おきものとして、まっすぐな組み合わせも大好きで「選ぶコーディネート」です。

▽帯は、服部織物の西陣織袋帯

先程のピンクの理由と近いものがあるのですが、今度はその綺麗な色彩の集まりに、
燻し金の色味が、影として感じてしまい、色調が違うように感じるのです。
格や柄の相性や大きさバランス等はOKなんですが、
ひとつのズレが極端に大きいと感じ「選ばないコーディネート」となります。

▽帯は、佐竹孝機業店の西陣織袋帯

柄のサイズ感が似通っていること、柄の向き(←古典の具象文様「器具・道具」)が近いことが、
もの足りない感じというか、なんだか「主張がない」ように感じるのです。
色相性は問題ないのですが、こちらは「選ばないコーディネート」です。

▽帯は、錦工芸の西陣織袋帯

最近は、色を纏めるコーディネートが主流なのですが、
ときにはこんな風に「お着物」と「帯」の色味にメリハリを付けて、
パキッとした感じの古典美の組み合わせもオススメです。
先程の同じ具象文様でも「植物」と「器具・道具」の文様は、柄向きが違うと考えています。
こちらは「選ぶコーディネート」です。

本当に文章化していると「なんて身勝手な考え方を使ったコーディネート」というお声が、
何処かしらか聴こえてきそうで恐縮なのですが、あくまで個性…一例としてご覧くださいませ。

おきもの雑誌や、いろいろな方のご教示もいただき、
これからもバリエーション豊かに、ご提案できるように精進していきます。
ただ、やはりこれは顔のないコーディネートだと思います。
ご着用される方に、ピッタリのコーディネートを、
ご案内することが本筋だと考えておりますので、これらはどうぞご参考までに…

もう本年もあと半月…「師走」という言葉は本当によく出来ていると感じています。
よい年末を迎えるためにも、あとひと頑張り…

それでは、次週もどうぞよろしくお願いいたします。

4 件のコメント

  • 着物一枚に帯三本とは けだし名言ですね。
    どれも ぴったしに感じます。着用されるシチュエーションによっても
    選択肢は多いですね。

    • コメントありがとうございます。好みとは、本当に人それぞれでひとつひとつが良いもの…そして、そこから学ぶことが多くあります。今後も更新して、ほんの少しでも伝わる何があればよいなと考えいます。今後ともご意見ご感想をお気軽に入れてくださいませ。

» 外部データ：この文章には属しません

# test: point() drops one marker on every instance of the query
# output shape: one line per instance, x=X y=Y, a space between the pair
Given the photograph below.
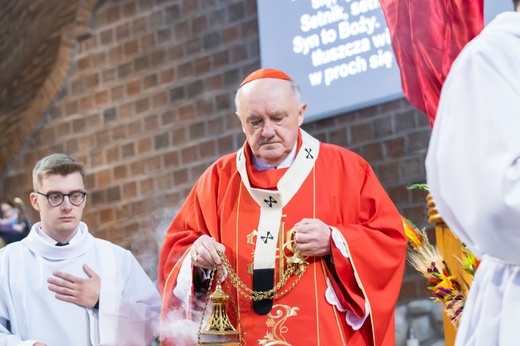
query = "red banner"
x=427 y=36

  • 仕事柄着物を着尽くしている方は、TPOを厳守しながらも自由に帯回りをコーディネートされます。私には思いもよらない色合わせ、柄合わせがピタリと決まって、思わず唸ってしまいます。御本人はニッコリ笑って、着物と帯は何でも合うのよとおっしゃるのですが、なかなかその境地には及びません。
    着物と帯と自分を知りつくしてこそでしょうか。
    沢山の反物と帯を観てこられた今井さまの選ぶ、選ばないはとても参考になり、今回も楽しく拝見しました。

    • コメントありがとうございます。恐縮でございます…まだまだ見聞は狭く好みのものを選んでいるばかりでございます。ご覧いただいて、好みか否かは置いておいておきものに対して想いを巡らせていただくことが、嬉しく思いながらブログを更新している次第です。今後ともご意見ご感想をお気軽に入れてくださいませ。